A supplemental feeding program began last year after more than 1100 manatees died in what's been declared an Unusual Mortality Event. Now team members with the Florida Fish and Wildlife Conservation Commission's Joint Unified Command say they're prepared to feed the manatees romaine lettuce at the Cape Canaveral Florida Power and Light power plant again.
Thursday was the day Ron Mezich, provisioning branch chief for the Joint Unified Command, said the team would be ready to restart the supplemental feeding. They have not begun yet because they say it depends on the weather and manatee behavior, which they are monitoring.
The Joint Unified Command is ramping up resources for the winter, which they call "critical." The team warns colder weather means boaters need to be more vigilant as manatees move to find warmer water. More than 70 manatees have been killed in boat collisions this year, according to FWC data. On Wednesday a seasonal no-entry zone for boats in an area of Brevard County was approved.
About 750 manatees have died this year from different causes, according to the FWC. That's about 350 fewer than all of last year.
Seagrass is a manatee's main food source, but pollution from fertilizers and septic tanks are feeding the growth of toxic algae, blocking sunlight and preventing seagrass from growing. That is where the romaine lettuce as a supplement to the manatees' diet comes in.
"Most importantly, we've got to get water quality to a place that naturally the seagrass can recover," said Patrick Rose, executive director of Save the Manatee Club. "We're working really hard on lessening the amount of nutrients going into the system, looking at planting seagrasses where it would be appropriate."
Save the Manatee Club is one of the organizations petitioning the U.S. Fish and Wildlife Service to reclassify West Indian manatees from "threatened" to "endangered."

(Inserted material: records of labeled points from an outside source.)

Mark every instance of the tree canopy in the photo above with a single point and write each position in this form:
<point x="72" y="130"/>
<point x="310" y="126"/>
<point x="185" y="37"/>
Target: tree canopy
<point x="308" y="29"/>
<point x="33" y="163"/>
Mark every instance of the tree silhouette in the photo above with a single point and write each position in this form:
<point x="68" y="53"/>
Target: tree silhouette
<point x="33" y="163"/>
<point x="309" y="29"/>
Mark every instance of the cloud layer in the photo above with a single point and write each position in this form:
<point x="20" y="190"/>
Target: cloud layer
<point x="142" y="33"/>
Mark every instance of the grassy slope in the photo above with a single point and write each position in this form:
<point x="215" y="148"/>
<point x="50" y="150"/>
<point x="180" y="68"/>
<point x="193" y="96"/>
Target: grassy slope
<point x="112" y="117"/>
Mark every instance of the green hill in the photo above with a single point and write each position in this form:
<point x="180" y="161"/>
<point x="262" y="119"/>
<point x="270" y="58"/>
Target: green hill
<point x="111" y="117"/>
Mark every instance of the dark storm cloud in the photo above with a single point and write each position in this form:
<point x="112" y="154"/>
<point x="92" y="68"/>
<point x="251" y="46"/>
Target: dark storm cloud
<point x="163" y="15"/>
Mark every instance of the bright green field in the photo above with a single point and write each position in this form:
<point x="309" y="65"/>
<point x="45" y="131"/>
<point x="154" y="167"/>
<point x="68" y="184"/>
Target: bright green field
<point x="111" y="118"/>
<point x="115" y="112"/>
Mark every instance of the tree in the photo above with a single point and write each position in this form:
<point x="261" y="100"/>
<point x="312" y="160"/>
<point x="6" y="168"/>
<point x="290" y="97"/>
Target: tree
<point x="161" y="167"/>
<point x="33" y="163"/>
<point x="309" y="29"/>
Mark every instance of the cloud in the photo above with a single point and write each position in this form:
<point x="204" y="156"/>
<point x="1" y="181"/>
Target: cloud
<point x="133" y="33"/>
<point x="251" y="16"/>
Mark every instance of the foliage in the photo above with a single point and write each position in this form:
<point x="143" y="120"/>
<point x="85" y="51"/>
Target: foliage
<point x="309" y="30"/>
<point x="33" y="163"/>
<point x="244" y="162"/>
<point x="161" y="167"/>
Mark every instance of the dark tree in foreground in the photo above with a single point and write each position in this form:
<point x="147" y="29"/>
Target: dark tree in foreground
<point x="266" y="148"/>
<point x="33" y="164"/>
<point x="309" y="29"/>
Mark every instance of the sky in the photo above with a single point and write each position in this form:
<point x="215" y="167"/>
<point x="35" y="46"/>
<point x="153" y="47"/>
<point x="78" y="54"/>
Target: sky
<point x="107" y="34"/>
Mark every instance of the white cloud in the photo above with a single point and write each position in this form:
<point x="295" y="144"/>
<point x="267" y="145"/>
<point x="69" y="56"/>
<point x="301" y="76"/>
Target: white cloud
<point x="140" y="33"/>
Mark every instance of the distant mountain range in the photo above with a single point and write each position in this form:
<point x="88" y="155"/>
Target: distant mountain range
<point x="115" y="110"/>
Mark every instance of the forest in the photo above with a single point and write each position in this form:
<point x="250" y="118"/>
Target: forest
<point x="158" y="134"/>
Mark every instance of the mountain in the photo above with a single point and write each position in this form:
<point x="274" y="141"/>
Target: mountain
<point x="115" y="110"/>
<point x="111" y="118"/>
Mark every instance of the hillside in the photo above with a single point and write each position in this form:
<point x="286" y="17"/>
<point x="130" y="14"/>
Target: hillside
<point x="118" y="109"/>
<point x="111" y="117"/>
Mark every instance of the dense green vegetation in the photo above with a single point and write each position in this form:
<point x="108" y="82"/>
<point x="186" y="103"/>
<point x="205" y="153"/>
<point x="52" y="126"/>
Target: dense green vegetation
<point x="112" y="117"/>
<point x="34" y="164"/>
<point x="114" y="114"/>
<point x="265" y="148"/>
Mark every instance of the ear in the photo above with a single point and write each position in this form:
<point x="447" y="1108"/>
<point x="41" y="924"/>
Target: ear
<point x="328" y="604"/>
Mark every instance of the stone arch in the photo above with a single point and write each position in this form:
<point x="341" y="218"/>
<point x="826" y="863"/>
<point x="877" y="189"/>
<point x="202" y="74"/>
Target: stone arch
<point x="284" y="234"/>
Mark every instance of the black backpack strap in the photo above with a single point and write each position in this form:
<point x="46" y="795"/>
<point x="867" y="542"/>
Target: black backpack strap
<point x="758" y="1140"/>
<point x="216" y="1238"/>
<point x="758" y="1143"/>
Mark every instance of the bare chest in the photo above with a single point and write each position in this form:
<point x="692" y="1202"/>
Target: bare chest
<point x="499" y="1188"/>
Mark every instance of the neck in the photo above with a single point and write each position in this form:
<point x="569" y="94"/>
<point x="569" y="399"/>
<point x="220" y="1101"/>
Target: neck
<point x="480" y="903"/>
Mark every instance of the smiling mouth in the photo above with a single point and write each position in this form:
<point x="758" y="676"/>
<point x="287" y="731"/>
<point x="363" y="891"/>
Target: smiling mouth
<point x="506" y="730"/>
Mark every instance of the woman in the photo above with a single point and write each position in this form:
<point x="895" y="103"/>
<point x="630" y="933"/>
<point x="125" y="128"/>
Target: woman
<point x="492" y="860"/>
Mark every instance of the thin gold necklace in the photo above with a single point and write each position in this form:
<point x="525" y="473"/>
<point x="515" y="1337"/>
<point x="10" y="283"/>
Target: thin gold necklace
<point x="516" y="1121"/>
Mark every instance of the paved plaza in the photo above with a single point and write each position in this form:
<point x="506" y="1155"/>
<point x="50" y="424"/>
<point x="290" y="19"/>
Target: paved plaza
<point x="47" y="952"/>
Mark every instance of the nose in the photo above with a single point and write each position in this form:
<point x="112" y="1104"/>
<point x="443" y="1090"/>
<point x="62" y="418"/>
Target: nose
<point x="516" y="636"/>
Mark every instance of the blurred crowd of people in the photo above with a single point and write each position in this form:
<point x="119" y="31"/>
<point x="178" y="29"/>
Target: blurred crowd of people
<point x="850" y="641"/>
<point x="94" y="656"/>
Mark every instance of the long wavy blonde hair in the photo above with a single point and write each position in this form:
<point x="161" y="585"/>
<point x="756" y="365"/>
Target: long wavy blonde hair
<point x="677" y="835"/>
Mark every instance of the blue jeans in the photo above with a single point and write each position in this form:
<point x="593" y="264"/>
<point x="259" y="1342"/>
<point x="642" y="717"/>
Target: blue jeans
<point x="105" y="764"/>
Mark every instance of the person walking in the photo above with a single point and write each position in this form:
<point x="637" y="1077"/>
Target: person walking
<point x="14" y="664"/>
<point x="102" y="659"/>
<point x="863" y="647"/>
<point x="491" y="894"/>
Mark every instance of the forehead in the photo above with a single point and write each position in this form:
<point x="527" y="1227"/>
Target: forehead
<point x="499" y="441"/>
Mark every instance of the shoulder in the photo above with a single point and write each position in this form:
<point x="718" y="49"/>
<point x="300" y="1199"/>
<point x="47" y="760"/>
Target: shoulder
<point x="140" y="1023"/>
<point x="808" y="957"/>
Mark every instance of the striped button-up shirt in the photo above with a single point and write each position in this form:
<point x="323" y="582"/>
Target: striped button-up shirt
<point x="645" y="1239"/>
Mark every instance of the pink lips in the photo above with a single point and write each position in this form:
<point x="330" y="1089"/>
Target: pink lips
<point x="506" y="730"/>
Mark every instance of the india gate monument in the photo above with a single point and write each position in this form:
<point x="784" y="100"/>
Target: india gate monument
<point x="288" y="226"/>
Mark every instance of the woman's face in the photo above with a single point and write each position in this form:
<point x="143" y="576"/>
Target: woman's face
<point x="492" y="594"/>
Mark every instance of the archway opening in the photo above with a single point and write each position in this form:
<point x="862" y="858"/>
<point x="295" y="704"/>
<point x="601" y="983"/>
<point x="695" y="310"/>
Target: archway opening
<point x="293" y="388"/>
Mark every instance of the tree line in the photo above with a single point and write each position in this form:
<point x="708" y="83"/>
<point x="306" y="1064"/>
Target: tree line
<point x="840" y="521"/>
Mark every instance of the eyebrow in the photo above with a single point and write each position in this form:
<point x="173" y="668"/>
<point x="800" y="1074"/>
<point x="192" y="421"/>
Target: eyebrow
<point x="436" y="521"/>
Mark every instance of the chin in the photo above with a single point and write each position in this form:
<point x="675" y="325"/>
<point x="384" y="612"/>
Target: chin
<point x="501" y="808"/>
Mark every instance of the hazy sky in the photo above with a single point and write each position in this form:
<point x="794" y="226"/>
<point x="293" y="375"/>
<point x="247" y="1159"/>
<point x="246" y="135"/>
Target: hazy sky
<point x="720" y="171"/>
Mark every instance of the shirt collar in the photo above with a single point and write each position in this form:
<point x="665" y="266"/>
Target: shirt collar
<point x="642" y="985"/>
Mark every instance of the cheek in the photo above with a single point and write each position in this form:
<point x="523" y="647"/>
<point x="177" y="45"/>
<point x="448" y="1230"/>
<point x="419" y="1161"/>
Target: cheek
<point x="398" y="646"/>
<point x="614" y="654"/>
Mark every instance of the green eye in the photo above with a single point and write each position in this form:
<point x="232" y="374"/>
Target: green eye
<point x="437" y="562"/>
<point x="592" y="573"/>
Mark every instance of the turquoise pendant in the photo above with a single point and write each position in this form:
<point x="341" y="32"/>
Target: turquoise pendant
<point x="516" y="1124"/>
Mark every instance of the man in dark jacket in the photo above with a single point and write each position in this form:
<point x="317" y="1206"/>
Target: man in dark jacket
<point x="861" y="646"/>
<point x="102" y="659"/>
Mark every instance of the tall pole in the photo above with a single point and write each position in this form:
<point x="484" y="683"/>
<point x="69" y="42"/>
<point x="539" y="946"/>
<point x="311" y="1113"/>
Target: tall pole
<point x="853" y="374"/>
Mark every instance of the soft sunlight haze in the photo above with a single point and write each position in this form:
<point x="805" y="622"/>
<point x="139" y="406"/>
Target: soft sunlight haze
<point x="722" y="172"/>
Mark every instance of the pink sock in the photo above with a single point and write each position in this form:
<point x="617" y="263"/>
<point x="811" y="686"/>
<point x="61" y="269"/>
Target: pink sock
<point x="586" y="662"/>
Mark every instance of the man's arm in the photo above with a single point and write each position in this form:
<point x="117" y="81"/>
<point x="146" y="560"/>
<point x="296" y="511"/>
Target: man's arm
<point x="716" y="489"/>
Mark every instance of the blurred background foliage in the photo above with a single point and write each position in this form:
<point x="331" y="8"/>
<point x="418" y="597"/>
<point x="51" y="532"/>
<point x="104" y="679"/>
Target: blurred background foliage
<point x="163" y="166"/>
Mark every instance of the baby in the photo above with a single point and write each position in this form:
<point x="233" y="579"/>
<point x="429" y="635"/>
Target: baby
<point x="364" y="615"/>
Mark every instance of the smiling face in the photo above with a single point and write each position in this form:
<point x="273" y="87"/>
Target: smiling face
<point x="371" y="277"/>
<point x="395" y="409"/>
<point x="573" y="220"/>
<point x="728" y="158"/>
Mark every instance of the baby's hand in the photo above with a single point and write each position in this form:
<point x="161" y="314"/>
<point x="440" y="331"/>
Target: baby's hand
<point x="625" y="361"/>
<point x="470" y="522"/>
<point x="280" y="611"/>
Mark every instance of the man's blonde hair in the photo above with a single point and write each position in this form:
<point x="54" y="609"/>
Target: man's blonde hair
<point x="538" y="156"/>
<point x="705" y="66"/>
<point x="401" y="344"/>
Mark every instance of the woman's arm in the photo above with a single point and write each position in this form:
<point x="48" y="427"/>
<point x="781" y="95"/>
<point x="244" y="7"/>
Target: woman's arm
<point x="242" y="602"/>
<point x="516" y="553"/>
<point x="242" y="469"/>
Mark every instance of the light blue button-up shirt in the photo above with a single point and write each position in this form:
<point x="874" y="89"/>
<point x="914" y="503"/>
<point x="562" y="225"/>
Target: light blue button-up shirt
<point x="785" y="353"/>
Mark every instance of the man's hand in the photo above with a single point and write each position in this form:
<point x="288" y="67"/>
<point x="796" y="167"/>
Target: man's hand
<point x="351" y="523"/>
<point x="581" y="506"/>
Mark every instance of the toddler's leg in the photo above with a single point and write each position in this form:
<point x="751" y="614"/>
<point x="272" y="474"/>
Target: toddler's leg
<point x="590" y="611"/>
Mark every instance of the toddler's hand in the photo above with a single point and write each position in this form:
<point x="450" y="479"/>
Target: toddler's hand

"As manatees were down listed, so were the number of staffing and fundings that support the recovery programs, they were lessened," Rose said. "In order to get the full recovery efforts going the way they need to be, it does need to be relisted as an endangered species, which will help that funding, staffing and other things that need to happen in order to fully recover the species."
The Joint Unified Command has been holding media calls with updates on the condition of the manatees. Mezich said the following on a November call.
"We don't view this as an extinction event," he said.
Rose says the supplemental feeding is not a long-term solution.
"If we even do the best job that we can do, it's still going to be a slow recovery," Rose said.
He says if the manatee rescue teams did not step up the way they have this past year, the prognosis for Florida's manatees could have been much worse.
The Joint Unified Command team says critical care space is still a concern. At Jacksonville Zoo, the Manatee Critical Care Center is being redone and will be able to care for three times the number they can now.